In situations such as my neighbors, his desire for a more convenient dosing schedule is likely not going to be considered reason enough to grant a medical exception for coverage. The potential coverage policy that makes sense on a population level in order to decrease plan spend may not make sense for the individual patient's experience. My neighbor is lucky enough to have my knowledge of the industry to help him understand what goes into a decision for drug coverage, but the vast majority of patients do not have access to a managed care professional to get this information.
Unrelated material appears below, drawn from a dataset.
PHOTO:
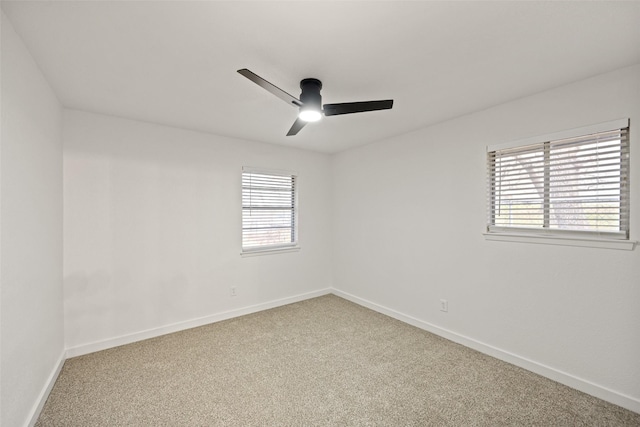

While there is not a quick fix to this information gap, I think those of us who work in managed care can keep this in mind and do what we can whenever we can to help individuals understand their drug coverage. Some ways I have seen this happen include providing clear explanations for any potential denials for prior authorization or medical exception requests, ensuring the member facing call centers have pertinent information to provide members when they call in about a needed drug, and providing clear point of sale messaging within claims adjudication so a member's pharmacy can tell them exactly why a claim is being denied. As managed care professionals, we will never be able to make every member happy with every decision we make as we manage our populations, but I do believe we need to keep individuals in mind and provide every piece of information we can at every opportunity available.

—Russ J Spjut, PharmD​

Russ J Spjut, PharmD, is owner of Formulary Intel Consulting. He is a residency trained pharmacist in managed care with experience in both commercial and Medicare Part D PBM operations. He has been involved in formulary management, P&T committee presentations, clinical program development, formulary strategy, clinical analysis, client management, and review of coverage determination requests for a major health care management company.